Black Swan deals with perfectionism, for the lead character, Nina, that is her purpose, to be perfect, to dance in a way like no-one has before, it becomes her sole ambition and she becomes blind to the other things that make up her world, forsaking them for dance. In The Wrestler we see a similar story,  Randy “The Ram’ Robinson, becomes fixated on his past self and being unable to let go of what has been. Instead of living out his life in peace and contemplation, he trains for another fight, seeking glory and fame. And in both The Fountain and Noah, religion is at the heart, there is a chase for something else. Whether that is the cure for cancer or the hunt for the holy grail in The Fountain or the re-birth if the world in Noah. Arronofsky’s films all have central characters who are on a quest that consumes them and solidifies their own ideal of their purpose on this planet. Aronofsky’s films constantly feature characters who have to find ways to ‘live with themselves’ and outside of these concepts we see them struggle to cope with identity. 
Whilst Mother! does not address mankind’s purpose on earth, it explores the emotions that are attached to those ideals and in the end perhaps the suggestion that Aronofsky gives us is that it is okay to not put all our trust in a ‘god’ that maybe instead we should be looking out for one another. Maybe greed and selfishness are not ideologies we should feed into, but rather it is the planet that needs our protection, perhaps that is our purpose, to protect what we already have before it is too late. 
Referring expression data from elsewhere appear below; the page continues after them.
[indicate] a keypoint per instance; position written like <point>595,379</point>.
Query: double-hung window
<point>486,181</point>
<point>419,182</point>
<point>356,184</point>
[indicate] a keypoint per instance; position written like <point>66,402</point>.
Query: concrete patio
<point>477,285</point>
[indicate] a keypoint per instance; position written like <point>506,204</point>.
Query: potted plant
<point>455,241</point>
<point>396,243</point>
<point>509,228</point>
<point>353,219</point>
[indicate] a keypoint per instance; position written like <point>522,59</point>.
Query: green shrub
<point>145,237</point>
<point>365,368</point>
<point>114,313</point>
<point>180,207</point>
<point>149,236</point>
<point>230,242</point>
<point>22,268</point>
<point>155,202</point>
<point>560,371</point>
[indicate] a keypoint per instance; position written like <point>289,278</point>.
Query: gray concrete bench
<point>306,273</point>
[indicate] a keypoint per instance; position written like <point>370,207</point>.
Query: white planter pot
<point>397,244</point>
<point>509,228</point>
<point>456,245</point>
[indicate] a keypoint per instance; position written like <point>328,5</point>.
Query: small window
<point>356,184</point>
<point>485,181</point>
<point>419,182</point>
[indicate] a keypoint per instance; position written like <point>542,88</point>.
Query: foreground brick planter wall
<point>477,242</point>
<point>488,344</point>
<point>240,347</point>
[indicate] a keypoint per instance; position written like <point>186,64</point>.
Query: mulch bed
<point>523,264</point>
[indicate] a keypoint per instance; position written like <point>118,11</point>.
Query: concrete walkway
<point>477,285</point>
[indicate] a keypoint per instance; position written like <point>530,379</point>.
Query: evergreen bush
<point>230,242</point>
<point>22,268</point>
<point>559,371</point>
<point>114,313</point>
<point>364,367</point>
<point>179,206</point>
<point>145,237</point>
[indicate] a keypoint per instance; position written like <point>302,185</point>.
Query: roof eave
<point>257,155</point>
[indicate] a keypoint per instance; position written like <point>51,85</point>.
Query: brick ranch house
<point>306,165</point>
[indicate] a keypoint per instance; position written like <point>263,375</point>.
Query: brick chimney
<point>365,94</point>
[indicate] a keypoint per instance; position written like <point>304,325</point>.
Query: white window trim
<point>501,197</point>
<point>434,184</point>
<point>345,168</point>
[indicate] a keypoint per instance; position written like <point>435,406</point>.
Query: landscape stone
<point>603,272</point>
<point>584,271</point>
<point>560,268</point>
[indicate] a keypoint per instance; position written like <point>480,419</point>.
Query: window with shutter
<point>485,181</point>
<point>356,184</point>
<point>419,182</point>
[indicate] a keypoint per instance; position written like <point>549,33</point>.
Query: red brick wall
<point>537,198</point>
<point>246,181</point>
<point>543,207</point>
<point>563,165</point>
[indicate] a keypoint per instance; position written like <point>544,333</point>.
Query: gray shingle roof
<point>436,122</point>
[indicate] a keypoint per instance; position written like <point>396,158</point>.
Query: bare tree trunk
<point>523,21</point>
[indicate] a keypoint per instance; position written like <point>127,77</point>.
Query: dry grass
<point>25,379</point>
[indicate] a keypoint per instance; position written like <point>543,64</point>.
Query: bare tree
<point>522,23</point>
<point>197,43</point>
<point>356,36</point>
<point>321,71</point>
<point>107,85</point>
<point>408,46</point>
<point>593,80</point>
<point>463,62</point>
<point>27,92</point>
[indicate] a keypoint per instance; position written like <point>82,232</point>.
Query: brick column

And maybe that reading is, like some of the metaphors in the film, a little on the nose, but considering the themes of the film, it fits. 
Mother! is a cinematic marvel, with two defined acts, the horror is too real, too close to home to bare at times. The silence is, as the saying goes, deafening It stays with you for days afterwards leaving you asking what did you just witness? Because mother! isn’t a film you feel you just watched, you experience it and bare witness to the horrors and warnings that are within. It felt true to all of Aronofsky’s work, in that the film brought together all of his usual motifs and ideals.